ExtraHop has both virtual and physical hardware appliances for sensor deployment. ExtraHop sensors can plug into a network through multiple methods including, Network Tap, SPAN (Switched Port Analyzer) port, packet broker or a cloud provider’s vTAP capabilities.
“We have sensors that scale from a gig all the way to 100 gig, so you can deploy the right size sensor depending on the network you are trying to get telemetry from,” said Vasani. “If you have a branch office, put a one gig sensor in there. If you have a data center, you can deploy a 100 gig sensor from us.”
For organizations embracing cloud-native architectures, ExtraHop has developed specialized capabilities for environments like Kubernetes where traditional network tapping approaches don’t apply.

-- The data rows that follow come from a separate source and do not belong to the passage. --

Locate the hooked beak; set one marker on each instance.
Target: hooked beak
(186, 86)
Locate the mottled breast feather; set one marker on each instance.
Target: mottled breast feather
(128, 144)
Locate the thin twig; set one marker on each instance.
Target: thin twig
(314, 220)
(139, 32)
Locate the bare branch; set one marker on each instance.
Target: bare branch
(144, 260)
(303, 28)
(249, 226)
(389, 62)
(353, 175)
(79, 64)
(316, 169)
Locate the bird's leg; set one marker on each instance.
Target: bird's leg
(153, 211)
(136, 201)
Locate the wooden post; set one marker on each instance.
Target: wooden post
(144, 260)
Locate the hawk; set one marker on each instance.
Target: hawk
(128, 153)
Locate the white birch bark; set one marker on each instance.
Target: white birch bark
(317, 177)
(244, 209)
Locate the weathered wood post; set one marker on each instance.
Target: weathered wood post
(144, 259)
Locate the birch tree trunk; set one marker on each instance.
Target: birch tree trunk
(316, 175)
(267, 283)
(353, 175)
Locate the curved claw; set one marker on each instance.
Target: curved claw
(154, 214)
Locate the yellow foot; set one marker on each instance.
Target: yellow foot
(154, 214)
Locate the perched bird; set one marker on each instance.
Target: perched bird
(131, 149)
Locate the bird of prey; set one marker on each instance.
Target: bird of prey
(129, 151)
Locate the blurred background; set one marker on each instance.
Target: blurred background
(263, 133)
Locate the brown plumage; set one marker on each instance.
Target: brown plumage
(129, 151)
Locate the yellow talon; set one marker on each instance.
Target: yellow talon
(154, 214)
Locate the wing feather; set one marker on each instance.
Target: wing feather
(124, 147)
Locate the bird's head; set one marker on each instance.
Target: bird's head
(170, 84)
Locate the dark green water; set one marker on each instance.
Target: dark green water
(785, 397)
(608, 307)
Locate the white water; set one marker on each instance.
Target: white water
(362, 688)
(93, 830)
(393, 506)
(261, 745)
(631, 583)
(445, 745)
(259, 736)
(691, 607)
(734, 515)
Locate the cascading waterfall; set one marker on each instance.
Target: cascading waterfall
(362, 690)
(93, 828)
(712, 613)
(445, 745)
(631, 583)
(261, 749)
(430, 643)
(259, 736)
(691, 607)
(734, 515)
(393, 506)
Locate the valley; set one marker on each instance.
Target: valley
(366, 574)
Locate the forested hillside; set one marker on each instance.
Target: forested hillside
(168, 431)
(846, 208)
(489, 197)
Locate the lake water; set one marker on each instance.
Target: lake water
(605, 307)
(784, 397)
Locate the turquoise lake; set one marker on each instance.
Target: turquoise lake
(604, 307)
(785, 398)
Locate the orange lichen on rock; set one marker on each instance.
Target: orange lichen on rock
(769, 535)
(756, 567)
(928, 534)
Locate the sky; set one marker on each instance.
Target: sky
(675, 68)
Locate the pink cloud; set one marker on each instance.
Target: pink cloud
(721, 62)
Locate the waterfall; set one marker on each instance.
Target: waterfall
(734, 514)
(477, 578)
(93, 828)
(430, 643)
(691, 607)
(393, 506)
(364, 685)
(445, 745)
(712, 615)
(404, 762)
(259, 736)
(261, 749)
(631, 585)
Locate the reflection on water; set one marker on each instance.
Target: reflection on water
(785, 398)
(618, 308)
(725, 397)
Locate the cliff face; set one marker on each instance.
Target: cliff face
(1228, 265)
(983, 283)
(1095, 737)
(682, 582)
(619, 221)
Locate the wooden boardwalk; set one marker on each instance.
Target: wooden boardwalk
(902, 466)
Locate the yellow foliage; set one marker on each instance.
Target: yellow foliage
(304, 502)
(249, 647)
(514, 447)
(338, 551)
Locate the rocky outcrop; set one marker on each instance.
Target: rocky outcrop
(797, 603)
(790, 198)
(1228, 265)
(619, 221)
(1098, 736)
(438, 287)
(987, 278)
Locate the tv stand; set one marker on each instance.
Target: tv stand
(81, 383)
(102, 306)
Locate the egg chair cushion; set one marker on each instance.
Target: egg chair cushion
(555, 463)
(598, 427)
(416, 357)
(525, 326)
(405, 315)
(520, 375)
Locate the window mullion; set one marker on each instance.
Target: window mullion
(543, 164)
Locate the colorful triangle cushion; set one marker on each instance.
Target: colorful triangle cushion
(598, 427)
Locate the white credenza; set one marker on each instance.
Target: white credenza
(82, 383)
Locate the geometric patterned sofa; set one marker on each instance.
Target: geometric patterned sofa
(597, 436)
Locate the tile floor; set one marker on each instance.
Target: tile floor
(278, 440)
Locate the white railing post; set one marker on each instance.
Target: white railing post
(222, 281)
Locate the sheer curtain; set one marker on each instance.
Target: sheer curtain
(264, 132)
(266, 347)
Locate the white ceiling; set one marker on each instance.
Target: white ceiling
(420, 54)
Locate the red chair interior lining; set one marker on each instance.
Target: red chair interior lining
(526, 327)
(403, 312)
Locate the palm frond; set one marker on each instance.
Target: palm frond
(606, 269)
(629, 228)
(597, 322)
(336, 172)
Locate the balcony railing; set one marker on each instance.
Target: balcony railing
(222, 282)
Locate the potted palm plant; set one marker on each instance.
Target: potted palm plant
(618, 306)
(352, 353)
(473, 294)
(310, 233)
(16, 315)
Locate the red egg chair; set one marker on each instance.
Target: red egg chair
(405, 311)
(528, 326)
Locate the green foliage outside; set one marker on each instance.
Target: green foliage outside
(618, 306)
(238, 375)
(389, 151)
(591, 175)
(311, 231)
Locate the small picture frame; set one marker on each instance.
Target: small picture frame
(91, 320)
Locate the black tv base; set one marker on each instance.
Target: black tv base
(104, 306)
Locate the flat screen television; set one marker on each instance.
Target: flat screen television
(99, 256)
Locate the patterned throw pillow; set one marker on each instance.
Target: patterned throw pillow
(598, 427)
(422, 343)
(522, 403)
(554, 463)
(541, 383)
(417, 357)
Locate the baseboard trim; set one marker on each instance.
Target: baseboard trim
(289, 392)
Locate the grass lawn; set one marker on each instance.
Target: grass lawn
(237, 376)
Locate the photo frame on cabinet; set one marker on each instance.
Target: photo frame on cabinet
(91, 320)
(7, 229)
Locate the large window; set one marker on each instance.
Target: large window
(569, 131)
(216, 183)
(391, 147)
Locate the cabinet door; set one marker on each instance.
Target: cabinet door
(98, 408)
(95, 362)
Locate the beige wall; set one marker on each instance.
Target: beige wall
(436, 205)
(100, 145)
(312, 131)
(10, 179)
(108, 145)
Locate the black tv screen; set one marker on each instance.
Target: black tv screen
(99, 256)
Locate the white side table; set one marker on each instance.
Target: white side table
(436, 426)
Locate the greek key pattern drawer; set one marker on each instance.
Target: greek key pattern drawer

“For customers who are moving to a cloud-native deployment model, spinning up a lot of Kubernetes clusters on the cloud, we have agents that can ride sidecar with your Kubernetes pods and we are able to mirror traffic from the Kubernetes pods and feed it into cloud sensors,” Vasani explained.
Following the consolidation trend for networking
ExtraHop’s strategy aligns with a broader industry trend toward platform consolidation, as organizations seek to reduce complexity while improving security and operational effectiveness.
While the company is now adding more capabilities to its sensor, it’s still aiming to integrate and complement other technologies that organizations have already deployed. Rather than competing with security information and event management (SIEM) platforms or extended detection and response (XDR) solutions, ExtraHop positions itself as a partner that provides unique network-based insights.
“We can be the best network detection and response platform in the market and then partner with ITSM tool vendors, SIEM vendors and SOAR vendors,” Vasani said.
Looking forward: Agentic AI workflows
ExtraHop is already using generative AI as part of its overall platform. In 2024, the company released an AI search assistant designed to help administrators use natural language to search for issues. Looking forward, ExtraHop is working on further automations that can benefit from agentic AI workflows.
One of the workflows the company is building out uses generative AI to automatically customize product settings for specific enterprise environments. Vasani said work is also underway to help with investigation workflow automation where the system streamlines the incident response process by automating investigation steps.
“We are doing some work from a prototyping standpoint, and things will start to roll out from a roadmap perspective very shortly,” he said.